What is the "-m" option doing
According to the manual, the "-m" option controls the minimum length allowed for the predicted transcripts. So, I expect that the output gtf file will just contain transcripts longer than the threshold.
I used "-m 200" for one sample, and then I tried to calculate transcript length from the gtf file by using the following R code:
gtf<- fread("transcripts.gtf")
gtf$length <- gtf$V5 - gtf$V4 + 1
summary(gtf[gtf$V3=="transcript",]$length)
Suprisingly, I got the following results.
Min. 1st Qu. Median Mean 3rd Qu. Max.
34 256 354 2831 1209 674207
So, what does the "-m" option mean acutally?
The -m parameter only controls the length of novel assembled transcripts. If you used the -G parameter, all the transcripts in the reference annotation will be considered as well, no matter what their length. I suggest cleaning that reference file of the transcripts you are not interested in before giving it to StringTie.
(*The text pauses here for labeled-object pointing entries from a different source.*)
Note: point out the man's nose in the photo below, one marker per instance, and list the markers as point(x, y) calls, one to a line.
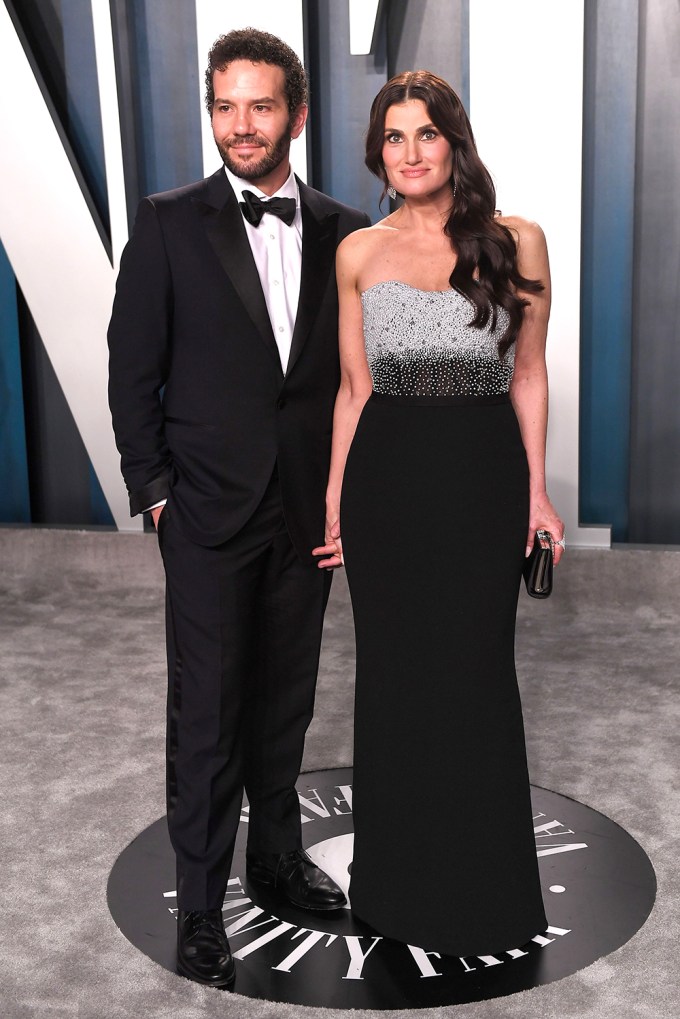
point(412, 152)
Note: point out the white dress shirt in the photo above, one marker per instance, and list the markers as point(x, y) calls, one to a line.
point(277, 253)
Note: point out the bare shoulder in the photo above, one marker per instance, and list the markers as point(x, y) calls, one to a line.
point(527, 233)
point(361, 245)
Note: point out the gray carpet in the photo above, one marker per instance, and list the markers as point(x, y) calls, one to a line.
point(82, 702)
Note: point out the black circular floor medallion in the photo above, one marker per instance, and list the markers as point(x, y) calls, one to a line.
point(598, 889)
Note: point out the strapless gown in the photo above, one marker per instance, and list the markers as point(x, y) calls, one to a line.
point(434, 514)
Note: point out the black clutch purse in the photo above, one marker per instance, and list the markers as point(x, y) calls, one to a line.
point(538, 566)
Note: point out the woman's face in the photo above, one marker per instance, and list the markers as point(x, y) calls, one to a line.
point(417, 158)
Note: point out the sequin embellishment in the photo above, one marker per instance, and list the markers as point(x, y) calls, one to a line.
point(421, 343)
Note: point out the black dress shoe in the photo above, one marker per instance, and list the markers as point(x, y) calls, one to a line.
point(203, 951)
point(298, 878)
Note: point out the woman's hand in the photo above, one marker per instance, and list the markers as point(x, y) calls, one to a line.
point(332, 546)
point(542, 515)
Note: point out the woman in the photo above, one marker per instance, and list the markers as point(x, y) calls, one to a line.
point(442, 490)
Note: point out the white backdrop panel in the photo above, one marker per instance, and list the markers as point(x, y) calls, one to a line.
point(526, 95)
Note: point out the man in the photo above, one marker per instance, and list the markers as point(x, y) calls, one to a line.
point(223, 371)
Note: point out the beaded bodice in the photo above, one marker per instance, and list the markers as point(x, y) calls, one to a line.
point(420, 343)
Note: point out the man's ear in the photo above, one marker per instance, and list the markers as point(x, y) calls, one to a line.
point(299, 120)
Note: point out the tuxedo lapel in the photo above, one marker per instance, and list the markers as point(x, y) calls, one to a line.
point(226, 233)
point(319, 233)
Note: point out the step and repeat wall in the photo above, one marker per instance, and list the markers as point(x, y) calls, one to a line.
point(575, 110)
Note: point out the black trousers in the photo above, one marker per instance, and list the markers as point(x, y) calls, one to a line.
point(244, 632)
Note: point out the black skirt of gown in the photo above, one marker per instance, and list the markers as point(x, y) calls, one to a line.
point(434, 517)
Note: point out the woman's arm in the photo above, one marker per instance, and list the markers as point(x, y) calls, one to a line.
point(528, 389)
point(355, 388)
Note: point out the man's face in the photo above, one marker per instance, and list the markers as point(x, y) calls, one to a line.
point(251, 121)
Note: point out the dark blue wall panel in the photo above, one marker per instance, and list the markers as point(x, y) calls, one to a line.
point(14, 500)
point(607, 284)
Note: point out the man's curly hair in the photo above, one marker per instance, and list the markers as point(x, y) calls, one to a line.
point(251, 44)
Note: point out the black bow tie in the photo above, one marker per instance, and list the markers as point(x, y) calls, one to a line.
point(254, 208)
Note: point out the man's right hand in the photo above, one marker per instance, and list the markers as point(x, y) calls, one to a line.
point(155, 515)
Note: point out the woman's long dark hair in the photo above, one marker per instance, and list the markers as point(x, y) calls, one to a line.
point(480, 243)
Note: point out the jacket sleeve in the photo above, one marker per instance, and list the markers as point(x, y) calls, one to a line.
point(139, 338)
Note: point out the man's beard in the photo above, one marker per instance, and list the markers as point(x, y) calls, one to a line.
point(255, 169)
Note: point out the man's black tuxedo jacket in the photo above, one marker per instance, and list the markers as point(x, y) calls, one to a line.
point(201, 408)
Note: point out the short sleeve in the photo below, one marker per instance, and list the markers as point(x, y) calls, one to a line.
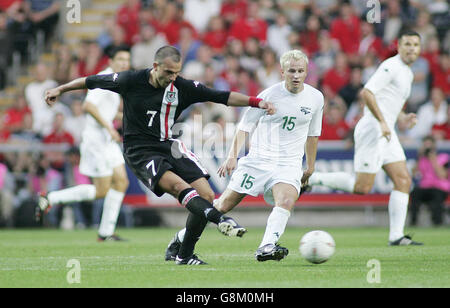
point(116, 82)
point(250, 119)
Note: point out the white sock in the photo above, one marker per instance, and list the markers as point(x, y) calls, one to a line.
point(335, 180)
point(180, 234)
point(276, 223)
point(398, 208)
point(84, 192)
point(111, 209)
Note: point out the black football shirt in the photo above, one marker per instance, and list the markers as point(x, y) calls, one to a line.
point(149, 112)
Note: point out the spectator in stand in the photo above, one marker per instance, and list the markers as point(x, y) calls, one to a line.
point(250, 26)
point(419, 87)
point(268, 73)
point(196, 68)
point(66, 66)
point(349, 93)
point(172, 21)
point(34, 94)
point(44, 14)
point(251, 59)
point(6, 197)
point(434, 184)
point(209, 9)
point(14, 115)
point(391, 21)
point(246, 83)
point(369, 66)
point(187, 44)
point(5, 42)
point(346, 30)
point(309, 38)
point(216, 35)
point(334, 126)
point(337, 77)
point(324, 58)
point(431, 113)
point(233, 10)
point(150, 41)
point(369, 42)
point(59, 135)
point(432, 52)
point(74, 124)
point(105, 37)
point(442, 131)
point(424, 27)
point(128, 20)
point(278, 33)
point(93, 60)
point(441, 74)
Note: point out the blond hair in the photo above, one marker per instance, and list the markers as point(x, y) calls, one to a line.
point(292, 55)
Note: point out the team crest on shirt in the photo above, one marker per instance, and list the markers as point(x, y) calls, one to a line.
point(305, 110)
point(171, 96)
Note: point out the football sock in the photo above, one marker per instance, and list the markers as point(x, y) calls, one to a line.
point(199, 206)
point(194, 227)
point(276, 223)
point(398, 208)
point(84, 192)
point(334, 180)
point(111, 209)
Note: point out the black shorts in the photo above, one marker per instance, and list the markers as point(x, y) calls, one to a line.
point(150, 162)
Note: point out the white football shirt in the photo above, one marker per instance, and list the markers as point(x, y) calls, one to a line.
point(391, 85)
point(280, 138)
point(107, 103)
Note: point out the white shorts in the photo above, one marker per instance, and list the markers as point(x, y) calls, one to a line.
point(372, 151)
point(255, 178)
point(99, 160)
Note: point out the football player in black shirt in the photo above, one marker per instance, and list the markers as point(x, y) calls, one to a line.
point(153, 100)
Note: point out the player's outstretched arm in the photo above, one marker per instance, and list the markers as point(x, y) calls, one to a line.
point(240, 100)
point(311, 154)
point(52, 94)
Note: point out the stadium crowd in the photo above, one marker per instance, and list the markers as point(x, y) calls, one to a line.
point(226, 44)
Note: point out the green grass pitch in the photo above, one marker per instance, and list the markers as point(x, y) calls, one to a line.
point(40, 258)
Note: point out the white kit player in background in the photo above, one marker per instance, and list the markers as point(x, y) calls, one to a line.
point(273, 166)
point(376, 143)
point(101, 156)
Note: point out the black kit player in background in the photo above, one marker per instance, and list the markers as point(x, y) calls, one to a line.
point(153, 100)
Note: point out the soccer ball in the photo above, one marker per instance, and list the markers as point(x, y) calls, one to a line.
point(317, 246)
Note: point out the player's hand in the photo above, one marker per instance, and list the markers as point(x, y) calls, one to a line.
point(51, 96)
point(269, 107)
point(227, 167)
point(114, 134)
point(385, 131)
point(411, 120)
point(305, 177)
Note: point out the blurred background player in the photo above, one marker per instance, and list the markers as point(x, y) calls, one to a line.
point(376, 143)
point(434, 184)
point(101, 156)
point(273, 166)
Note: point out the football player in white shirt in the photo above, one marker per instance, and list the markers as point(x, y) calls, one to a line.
point(376, 143)
point(101, 156)
point(273, 166)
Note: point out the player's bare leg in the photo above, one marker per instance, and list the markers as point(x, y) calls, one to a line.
point(398, 203)
point(285, 196)
point(115, 192)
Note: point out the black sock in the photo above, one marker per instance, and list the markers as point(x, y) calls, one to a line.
point(199, 206)
point(194, 227)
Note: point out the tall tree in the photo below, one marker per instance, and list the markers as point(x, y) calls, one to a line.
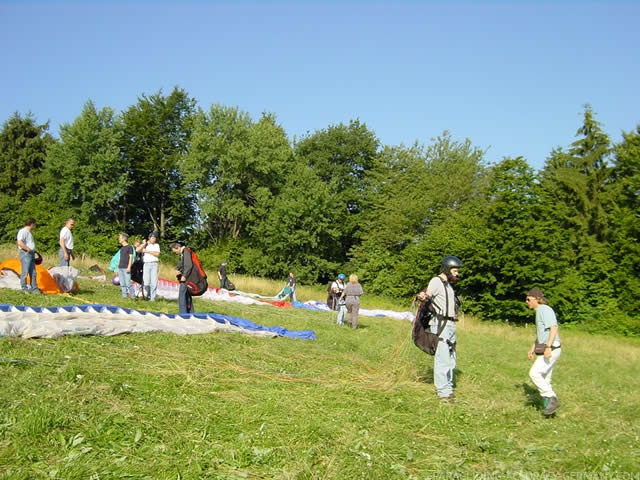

The -m parameter only controls the length of novel assembled transcripts. If you used the -G parameter, all the transcripts in the reference annotation will be considered as well, no matter what their length. I suggest cleaning that reference file of the transcripts you are not interested in before giving it to StringTie.
Thank you so much! Now I got it! Is that the same for the "--merge" mode? The -m parameter controls the minimum input length of novel transcripts?